The objection was this:  If God creates felinity by creating cats, then felinity comes into existence with the first cats.  But it is absurd that felinity should come into existence or pass out of existence.  Ergo, it is not the case that God creates felinity by creating cats.

McCann's response to the objection, in effect, is to deny the major by invoking the Thomistic doctrine of common natures.  Felinity in itself neither comes into existence nor passes out of existence nor always exists.  So the major is false and the objection fails.

The trouble with this response  to the objection is that the doctrine of common natures is exceedingly murky, so murky in fact, that it causes McCann to fall into self-contradiction.  I just quoted McCann to the effect that  felinity in itself has no being.  Now felinity, according to McCann, is a universal. (204).  It follows that universals have no being.

But McCann, fearing nominalism,  fails to draw this conclusion when he says that "universals do have being . . . ." (204)  Now which is it?  Do universals have being or not?  If they have being then the above objection goes through.  But if they do not have being, then they are nothing, which is just as bad.  McCann fudges the question by saying that universals have being in their instantiations.  This is a fudge because when felinity is instantiated in the real order in cats, felinity is particular, not universal.

Fudging the matter in this way, McCann fails to see that he is contradicting himself.  To avoid nominalism, he must say that universals have being or existence.  To avoid the above objection, he must say that they lack being or existence.  He thinks he can avoid contradiction by saying that felinity has being in its instances.  But felinity in its material instances is not universal, but particular, not one, but many.  The Thomistic doctrine, derived from Avicenna,  is more consistent: common natures such as felinity are, in themselves, neither universal nor particular, neither one nor many.  McCann would have done better to take the classical Thomistic tack which accords to common natures a status much like Meinong's Aussersein.  McCann does not go this route because he thinks that if universals have no type of being whatsoever, then ". . . we would grasp nothing in thinking of uninstantiated natures like unicornality." (204)

Trouble Even If 'Common Natures' Doctrine is Tenable: Collapse of Modal Distinctions?

I don't believe that the 'common natures' doctrine is tenable, either in McCann's version or in the strict Thomistic version. Suppose I am wrong.  The doctrine — which is needed to evade the above objection — still presents problems for absolute divine sovereignty.  Even if common natures have no being whatsoever, they nevertheless have or rather are definite natures.  Felinity is necessarily felinity and logically could not be, say, caninity.  So God is constrained after all: not by an existing nature but by a nonexisting one.  He is constrained by the nature of this nature.  He has no control over its being what it is.  It is, in itself, necessarily what it is, and God is 'stuck' with the fact.

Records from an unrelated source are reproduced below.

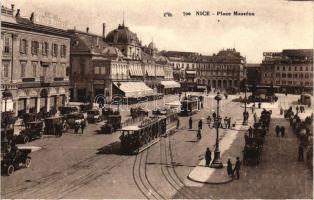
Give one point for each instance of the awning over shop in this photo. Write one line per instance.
(136, 71)
(170, 84)
(201, 86)
(160, 72)
(134, 89)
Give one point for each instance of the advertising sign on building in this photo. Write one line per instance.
(49, 19)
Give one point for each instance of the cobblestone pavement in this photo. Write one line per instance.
(71, 167)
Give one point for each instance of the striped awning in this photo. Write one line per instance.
(170, 84)
(134, 89)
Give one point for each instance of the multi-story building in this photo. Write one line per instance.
(253, 74)
(184, 67)
(291, 70)
(223, 70)
(195, 71)
(35, 63)
(146, 69)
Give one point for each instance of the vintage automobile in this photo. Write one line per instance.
(33, 130)
(232, 90)
(106, 112)
(137, 136)
(55, 126)
(305, 99)
(29, 117)
(112, 124)
(262, 95)
(160, 111)
(94, 116)
(74, 118)
(15, 159)
(65, 110)
(137, 112)
(189, 105)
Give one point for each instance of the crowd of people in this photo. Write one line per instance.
(232, 172)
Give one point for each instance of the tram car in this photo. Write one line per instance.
(15, 159)
(33, 130)
(189, 106)
(138, 112)
(112, 124)
(136, 137)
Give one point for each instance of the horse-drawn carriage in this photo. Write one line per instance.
(134, 138)
(94, 116)
(138, 112)
(73, 119)
(255, 140)
(55, 126)
(33, 130)
(112, 124)
(15, 159)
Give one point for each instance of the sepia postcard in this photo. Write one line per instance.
(164, 99)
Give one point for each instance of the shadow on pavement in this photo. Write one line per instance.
(112, 148)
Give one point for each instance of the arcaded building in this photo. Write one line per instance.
(35, 64)
(290, 70)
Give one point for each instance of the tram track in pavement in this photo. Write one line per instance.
(141, 179)
(170, 174)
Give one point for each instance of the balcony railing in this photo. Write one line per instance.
(46, 79)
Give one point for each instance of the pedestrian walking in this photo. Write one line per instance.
(200, 124)
(250, 132)
(209, 120)
(178, 123)
(226, 122)
(277, 130)
(229, 167)
(229, 122)
(282, 130)
(199, 135)
(297, 108)
(301, 152)
(236, 169)
(83, 126)
(76, 128)
(208, 157)
(214, 115)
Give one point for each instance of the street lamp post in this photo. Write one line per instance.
(245, 100)
(6, 95)
(217, 163)
(119, 84)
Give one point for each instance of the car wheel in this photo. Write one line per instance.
(8, 148)
(27, 162)
(10, 170)
(25, 139)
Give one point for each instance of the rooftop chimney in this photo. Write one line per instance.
(17, 13)
(12, 8)
(103, 30)
(32, 17)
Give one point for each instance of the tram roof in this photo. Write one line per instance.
(130, 128)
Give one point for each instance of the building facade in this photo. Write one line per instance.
(253, 74)
(115, 65)
(35, 63)
(291, 70)
(195, 71)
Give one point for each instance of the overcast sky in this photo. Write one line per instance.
(277, 24)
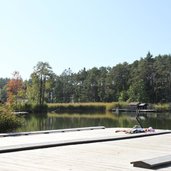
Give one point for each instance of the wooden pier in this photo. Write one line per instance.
(82, 150)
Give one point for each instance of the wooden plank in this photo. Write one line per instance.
(100, 156)
(153, 163)
(31, 146)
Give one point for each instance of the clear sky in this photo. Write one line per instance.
(80, 33)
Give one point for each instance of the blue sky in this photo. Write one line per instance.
(80, 33)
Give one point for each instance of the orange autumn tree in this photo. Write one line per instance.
(15, 89)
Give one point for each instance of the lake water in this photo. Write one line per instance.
(52, 121)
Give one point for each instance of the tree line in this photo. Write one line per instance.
(145, 80)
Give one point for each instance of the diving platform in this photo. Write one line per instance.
(83, 149)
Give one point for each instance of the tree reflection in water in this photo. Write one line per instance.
(53, 121)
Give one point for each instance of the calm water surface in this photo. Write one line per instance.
(51, 121)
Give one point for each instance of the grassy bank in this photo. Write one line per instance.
(84, 107)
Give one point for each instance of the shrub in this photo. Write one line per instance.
(8, 121)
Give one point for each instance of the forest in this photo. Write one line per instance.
(145, 80)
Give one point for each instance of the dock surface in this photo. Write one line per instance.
(93, 150)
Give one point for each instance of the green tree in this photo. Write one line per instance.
(40, 78)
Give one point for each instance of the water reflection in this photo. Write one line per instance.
(61, 121)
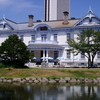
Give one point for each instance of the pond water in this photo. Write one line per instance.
(49, 92)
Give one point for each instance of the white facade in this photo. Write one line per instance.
(49, 39)
(53, 9)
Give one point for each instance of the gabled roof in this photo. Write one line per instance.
(88, 20)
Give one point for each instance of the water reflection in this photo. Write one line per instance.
(49, 92)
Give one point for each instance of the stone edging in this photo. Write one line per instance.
(45, 80)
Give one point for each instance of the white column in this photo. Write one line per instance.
(47, 55)
(43, 53)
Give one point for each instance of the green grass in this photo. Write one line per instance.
(51, 73)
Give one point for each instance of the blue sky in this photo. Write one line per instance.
(18, 10)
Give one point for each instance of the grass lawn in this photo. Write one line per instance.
(51, 73)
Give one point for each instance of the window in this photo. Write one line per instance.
(33, 37)
(22, 37)
(55, 37)
(43, 37)
(68, 36)
(55, 54)
(68, 54)
(82, 55)
(98, 54)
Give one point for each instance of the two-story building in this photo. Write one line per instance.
(49, 38)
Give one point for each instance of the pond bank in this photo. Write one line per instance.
(46, 80)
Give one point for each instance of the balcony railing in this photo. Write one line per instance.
(43, 42)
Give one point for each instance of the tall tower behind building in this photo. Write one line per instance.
(53, 9)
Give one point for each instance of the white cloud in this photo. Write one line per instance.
(17, 5)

So a further step must be taken to uphold divine sovereignty in its absoluteness.  It must be maintained that there are no broadly logical possibilities, impossibilities and necessities that are ontologically prior to divine creation.  Prior to God's creation of triangles, there is no triangularity as an existing unexemplified essence or as a nonexisting unexemplified essence, and no possibilities regarding it such as the possibility that it have a different nature than it has, or the necessity that it have the nature it has, or the possibility that it be exemplified or the possiblity that it not be exemplified.  (211).   The idea is that triangularity and the like are not only beyond being but also beyond modality:  it is neither the case that triangularity is necessarily what it is nor that it is not necessarily what it is.  The modal framework pertaining to common natures is not ontologically prior to them or to God's will: it is created when they are created, and they are created when things having those natures are created.  As McCann puts it, " . . . It is only in what God does as creator that the very possibilities themselves find their reality." (212)

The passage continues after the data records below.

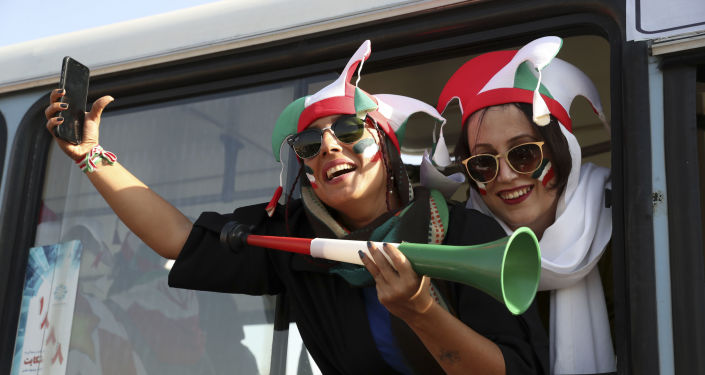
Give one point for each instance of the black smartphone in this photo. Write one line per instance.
(74, 80)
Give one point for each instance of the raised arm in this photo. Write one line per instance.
(154, 220)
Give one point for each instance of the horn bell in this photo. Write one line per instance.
(507, 269)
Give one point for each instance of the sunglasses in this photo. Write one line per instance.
(346, 129)
(524, 158)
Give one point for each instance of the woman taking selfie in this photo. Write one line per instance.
(353, 186)
(525, 169)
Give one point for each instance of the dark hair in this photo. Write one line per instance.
(555, 143)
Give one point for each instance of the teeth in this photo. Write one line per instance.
(516, 193)
(340, 167)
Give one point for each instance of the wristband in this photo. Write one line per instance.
(88, 163)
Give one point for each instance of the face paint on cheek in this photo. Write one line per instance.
(310, 176)
(482, 188)
(368, 149)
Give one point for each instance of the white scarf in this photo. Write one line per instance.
(580, 340)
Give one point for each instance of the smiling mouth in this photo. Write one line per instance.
(339, 170)
(515, 194)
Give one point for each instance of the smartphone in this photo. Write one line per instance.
(74, 80)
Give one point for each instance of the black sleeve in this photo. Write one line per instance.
(522, 339)
(205, 264)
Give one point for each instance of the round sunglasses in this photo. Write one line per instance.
(346, 129)
(524, 158)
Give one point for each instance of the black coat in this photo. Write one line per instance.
(329, 313)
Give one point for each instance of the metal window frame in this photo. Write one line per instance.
(685, 224)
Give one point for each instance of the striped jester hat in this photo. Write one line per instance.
(531, 75)
(341, 97)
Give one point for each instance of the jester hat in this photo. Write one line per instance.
(341, 97)
(531, 75)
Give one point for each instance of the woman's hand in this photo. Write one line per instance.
(403, 292)
(90, 126)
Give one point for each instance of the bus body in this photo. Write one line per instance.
(197, 94)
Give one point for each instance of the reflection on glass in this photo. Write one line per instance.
(204, 154)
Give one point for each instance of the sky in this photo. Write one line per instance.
(25, 20)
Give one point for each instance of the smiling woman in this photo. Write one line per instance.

In this way, God is made out to be absolutely sovereign: there is nothing at all that is not freely created and thus subject to the divine will.  My worry is that this scheme entails the collapse of modal distinctions.  Notionally, of course, there remain distinctions among the senses of 'possible, 'actual,' necessary,' and other modal terms. But if in reality nothing is possible except what is actual, i.e., what God creates, then the three terms mentioned have the same extension: the possible = the actual = the necessary.

The violates our normal understanding of modality according to which the possible 'outruns' the actual, and the actual 'outruns' the necessary.  We normally think that there are in reality, and not just epistemically, possbilities that are not actual, and actualities thatare not necessary.  We suppose, for example, that there are merely possible state of affairs (including those maximal states of affairs called 'worlds') that God could have actualized, and actual states of affairs that he might have refrained from actualizing.  On this sort of scheme, creation is actualization.  But on McCann's it is clearly not.

So I am wondering whether McCann's absolute sovereignty scheme entails the collapse of modal distinctions.  Might God not have created cats (or a world in which cats evolve)?  No. He created what he created and that is all we can say.  We can of course conceive of a world other than the world God created, but on McCann's scheme it is not really possible.  It is not really possible because there is no modal framework that predelineates what God can and cannot do.  Such a framework is inconsistent with absolute sovereignty.  God does what he does and that is all we can say.  Real modal distinctions collapse. God's creation of the world is neither necessary nor contingent.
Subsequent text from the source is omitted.